I now play multiple musical instruments, and learned them almost entirely as an adult. At present, my parents are in their 70s, and neither plays an instrument.
My daughter is a phenomenal artist. She's been drawing since she could hold a crayon. Her drawing abilities surpassed my own and those of my wife when she was around 7 or 8.
How do these things square with the innate talent narrative? Are we to believe it is all the work of some fortuitous genetic mutation? The principle of parsimony would beg to differ.
Fortunately, change is in the air. Attitudes in this area have shifted significantly since my childhood days.

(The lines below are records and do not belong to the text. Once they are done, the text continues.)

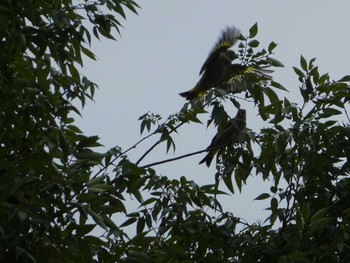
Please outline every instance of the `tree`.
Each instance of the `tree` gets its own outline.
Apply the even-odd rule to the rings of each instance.
[[[163,122],[157,114],[141,116],[148,135],[135,146],[151,136],[159,140],[139,160],[128,159],[134,147],[97,152],[98,137],[82,134],[70,115],[79,114],[72,102],[85,105],[96,88],[77,69],[84,56],[94,59],[82,21],[89,20],[95,37],[113,39],[120,27],[115,14],[125,18],[125,7],[136,13],[138,6],[130,0],[0,4],[0,260],[349,261],[350,76],[331,80],[315,59],[301,56],[294,68],[301,106],[280,95],[281,84],[247,73],[210,90],[203,106],[186,102]],[[274,42],[258,49],[257,32],[255,24],[241,37],[241,63],[282,66],[272,58]],[[159,145],[175,148],[172,133],[200,123],[199,114],[224,129],[230,104],[256,105],[265,126],[249,130],[248,121],[240,143],[220,149],[212,184],[157,173],[158,163],[174,159],[140,165]],[[249,187],[243,184],[251,175],[271,181],[270,192],[256,198],[270,200],[262,224],[247,224],[217,198],[227,194],[223,186],[231,194],[234,185]],[[128,196],[137,210],[126,209]]]

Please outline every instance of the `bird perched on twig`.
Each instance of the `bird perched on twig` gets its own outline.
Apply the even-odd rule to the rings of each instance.
[[[244,132],[246,128],[247,114],[243,109],[239,109],[236,117],[231,119],[221,133],[217,133],[208,146],[208,154],[199,162],[206,163],[209,167],[215,154],[230,143],[237,142],[238,136]]]
[[[226,27],[222,31],[216,45],[199,71],[200,80],[194,88],[180,93],[180,96],[187,100],[202,98],[209,89],[220,86],[226,88],[234,82],[237,76],[239,77],[244,73],[255,73],[261,76],[271,72],[263,68],[257,69],[247,65],[232,64],[232,61],[238,56],[229,48],[237,42],[239,36],[240,30],[234,26]]]

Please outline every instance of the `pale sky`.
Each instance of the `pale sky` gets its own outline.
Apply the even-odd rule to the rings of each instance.
[[[92,50],[98,61],[86,60],[83,73],[98,83],[95,102],[89,102],[77,117],[77,125],[87,135],[98,135],[109,149],[127,149],[140,137],[139,116],[153,112],[163,116],[180,110],[185,100],[179,92],[192,88],[198,73],[220,31],[234,25],[248,35],[258,22],[256,37],[261,48],[271,41],[278,44],[274,58],[285,67],[273,73],[276,81],[290,92],[281,99],[301,103],[299,84],[292,66],[299,67],[300,55],[316,57],[321,73],[339,79],[350,74],[350,2],[346,0],[308,1],[138,1],[139,16],[127,12],[118,41],[94,41]],[[237,46],[233,48],[237,49]],[[249,105],[253,107],[253,105]],[[249,110],[249,109],[248,109]],[[251,109],[257,112],[257,109]],[[248,111],[249,113],[249,111]],[[231,116],[236,114],[232,108]],[[215,134],[212,127],[184,125],[174,137],[176,152],[166,155],[166,146],[158,146],[141,164],[147,164],[207,147]],[[247,126],[256,132],[262,128],[256,114],[248,115]],[[146,135],[146,134],[144,134]],[[158,137],[130,152],[136,161]],[[215,165],[198,165],[205,153],[154,167],[158,174],[171,178],[186,176],[198,184],[214,183]],[[224,207],[249,221],[264,220],[262,202],[252,201],[270,185],[251,177],[242,194],[223,198]],[[252,212],[254,211],[254,212]]]

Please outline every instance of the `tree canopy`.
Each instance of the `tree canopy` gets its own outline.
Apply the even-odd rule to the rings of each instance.
[[[333,80],[315,58],[301,56],[294,67],[302,101],[290,101],[273,73],[243,72],[168,118],[141,115],[146,134],[129,149],[97,151],[99,138],[75,125],[75,102],[85,105],[97,88],[79,72],[95,59],[92,37],[114,40],[124,10],[138,8],[132,0],[0,4],[0,261],[350,261],[350,76]],[[282,67],[277,44],[262,48],[257,34],[255,24],[239,37],[237,61]],[[254,106],[264,127],[248,121],[237,140],[215,149],[211,184],[160,175],[157,164],[174,158],[140,164],[156,147],[175,149],[173,133],[202,123],[198,116],[224,133],[232,106]],[[150,137],[159,139],[130,160]],[[270,201],[263,222],[247,223],[218,198],[249,187],[250,176],[271,184],[256,197]]]

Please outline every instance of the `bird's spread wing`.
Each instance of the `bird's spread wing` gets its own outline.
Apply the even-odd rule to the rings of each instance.
[[[201,67],[199,75],[201,75],[203,71],[208,67],[208,65],[217,59],[222,52],[225,52],[227,49],[232,47],[237,42],[237,38],[240,34],[241,32],[238,28],[234,26],[226,27],[225,30],[222,31],[221,36],[215,44],[214,48],[211,50],[209,57]]]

They've even shifted significantly since I first began writing about these topics a decade or so ago. Several voices have helped spark this much-needed shift.
Thanks in large part to the work of Carol Dweck, people now widely embrace the concept of the "growth mindset," or the idea that abilities are not inborn, but developed through practice and effort.
Malcolm Gladwell has popularized the "10,000-hour" rule, which says that when it comes to developing expertise, practice is the differentiator.
Tim Ferriss has demonstrated how, by being thoughtful about how we practice, we can develop expertise in a fraction of the amount of time once thought possible.
And Daniel Coyle's study of the world's "talent factories" has convincingly shown that "greatness is not born, it's grown. "
But we're still in the early days. We've only just begun to explore this terrain, and to combine insights acquired through studying the mechanisms of neuroplasticity with the empirical knowledge gleaned from studying world-class learners.
Furthermore, the residue of our mass delusion remains. The notion that some people are born musical, or artistic, or athletic is still widely held. Even those who profess to embrace the growth mindset may often only apply it selectively.
Which means there's plenty more work to be done in eradicating the talent myth. For me, the seed that was planted all those years ago ultimately grew into what is now Brainjo. The initial mission of Brainjo was to bring these concepts into the realm of music. Thats the subject of the book youre now holding.